Carlo Petrini, the founder of the Slow Food global grassroots movement promoting sustainable food production and local, traditional cuisine, has died aged 76 in his hometown in Italy.
Slow Food called him “a visionary leader and a public intellectual with a profound commitment to the common good, human relationships and the natural world” after he died in the north-western Piedmont region.
The movement, initially called Arcigola, grew out of opposition to the arrival of fast food in Italy, with a 1986 protest on the steps of the newly opened McDonald’s at Rome’s Spanish Steps announcing their mission.
Mr Petrini was elected president on December 9 1989 in Paris, when more than 20 delegations from around the world signed the Slow Food Manifesto. He held the position until 2022.
Carlo #Petrini ci ha lasciati. Era un rivoluzionario. Ha cambiato la cultura del cibo, ha inventato #SlowFood e #TerraMadre. Persona unica, vicina agli umili e capace di parlare ai potenti, e’ stato per cinquanta anni un amico carissimo. Addio Carlin, riposa in pace pic.twitter.com/FmfAQznnWT
— Paolo Gentiloni (@PaoloGentiloni) May 22, 2026
The movement was shaped around the philosophy that food should be “good, clean and fair”, and it spread quickly throughout Italy and to more than 160 countries.
Restaurants adhering to the principles display Slow Food stickers, recognisable by the snail logo and formally called the Snail of Approval.
Key Slow Food initiatives included the 2004 founding of Terra Madre, which created communities of farmers, fishers, chefs and academics to spread the mission.
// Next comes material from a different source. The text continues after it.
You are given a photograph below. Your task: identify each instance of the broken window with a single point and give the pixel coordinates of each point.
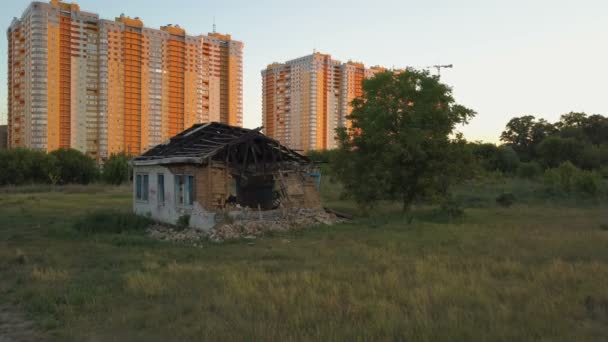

Mr Petrini also founded the University of Gastronomic Sciences, touted as the first academic institution dedicated to the multidisciplinary study of food and food culture – an approach that was recognised when the Italian government established a Bachelor’s degree in gastronomic sciences in 2017.
The university, located in northern Italy, has trained some 4,000 food professionals from 100 countries, Slow Food said.
Mr Petrini also founded the Laudato Si’ Communities with the bishop of Verona, Monsignor Domenico Pompili, in 2017, which applied the principles of then-Pope Francis’ environmental encyclical through a network of some 80 local groups.
His books include Slow Food Nation: Why Our Food Should Be Good, Clean and Fair, and Slow Food: The Case For Taste, which includes a foreword by Alice Waters, a pioneer of the farm-to-table movement in the United States.